Die Schüsse ertönten von überall her und die Männer riefen sich gegenseitig etwas zu, doch Robin hatte nur Augen für das Auto, das immer weiter und weiter fuhr und doch nicht entkam.
Da erhellte ein gleißendes Licht die Nacht und eine Wolke stob in den Himmel.
Für einen Moment blieb sein Herz stehen. Er konnte es nicht fassen.
In der Ferne brannte es. Die Männer rannten hinterher.
Robin lag auf dem Boden, gegen jemanden gelehnt und war völlig fertig.

»Das war keine gute Idee.« sagte der jemand, der sich nach Schwarzmesser anhörte. Robin war zu überwältigt, um sich zu fragen, warum Schwarzmesser ihn gerettet hatte.
Feuerfänger kam von dem Brand zurück. »Der Wagen ist explodiert. Die Flüchtlinge sind tot. Wir löschen den Brand. Soll ja kein Buschfeuer entstehen. Alles klar bei dir?« rief er keuchend. »Ja. Alles super.« sagte Schwarzmesser und stand auf.
»Was ist mit ihm?« fragte Feuerfänger. »Er hat versucht zu verhindern, dass sie abhauen, denke ich. Er hat quasi mich alarmiert.« antwortete Schwarzmesser.
Ein wenig ungläubig starrte Feuerfänger auf den Jungen am Boden.
»Verstehe.«
»Kümmer du dich weiter ums Feuer. Ich bringe weißer Tiger zurück ins Lager.«
Schwarzmesser zog ihn auf die Beine und schleppte ihn zum Tunnel.
»Ich hatte echt sehr viel Vertrauen in dich gesetzt, mein Junge. Und so hintergehst du mich? Wusstest du nicht, dass es niemals jemand schaffen wird zu fliehen?« fuhr er ihn an, als sie alleine waren. Robin sah betreten zu Boden. »Ich bin mehr, als nur enttäuscht. Und du weißt, ich tu das nur ungerne, weil ich weiß, dass du ein guter Junge bist, aber diesmal muss es sein.«
Er zerrte Robin zu einem der Zelte. Aus dem kroch gerade ein verschlafener Mörder.
»Feuerfänger ist gerade dabei einen Brand zu löschen. Ich will, dass du dem hier weh tust. Er hat einen schlimmen Fehler gemacht und muss bestraft werden, also nimm ihn mit, aber sei vor Morgengrauen zurück.« verlangte Schwarzmesser und drückte Mörder eine Peitsche in die Hand.

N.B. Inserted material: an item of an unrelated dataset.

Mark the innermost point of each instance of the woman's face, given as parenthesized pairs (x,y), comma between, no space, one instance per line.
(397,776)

Robin sah ihn entsetzt an.
»Ich kann auch nicht alles durchgehen lassen.« sagte er leise und ging kopfschüttelnd davon.
Mörder zog sich sein schmuddeliges Hemd über den Kopf und sah Robin abwartend an.
»Los gehts.« meinte er dann und schupste Robin Richtung Friedhof.
Was für eine Ironie, dachte Robin und biss sich auf die Unterlippe.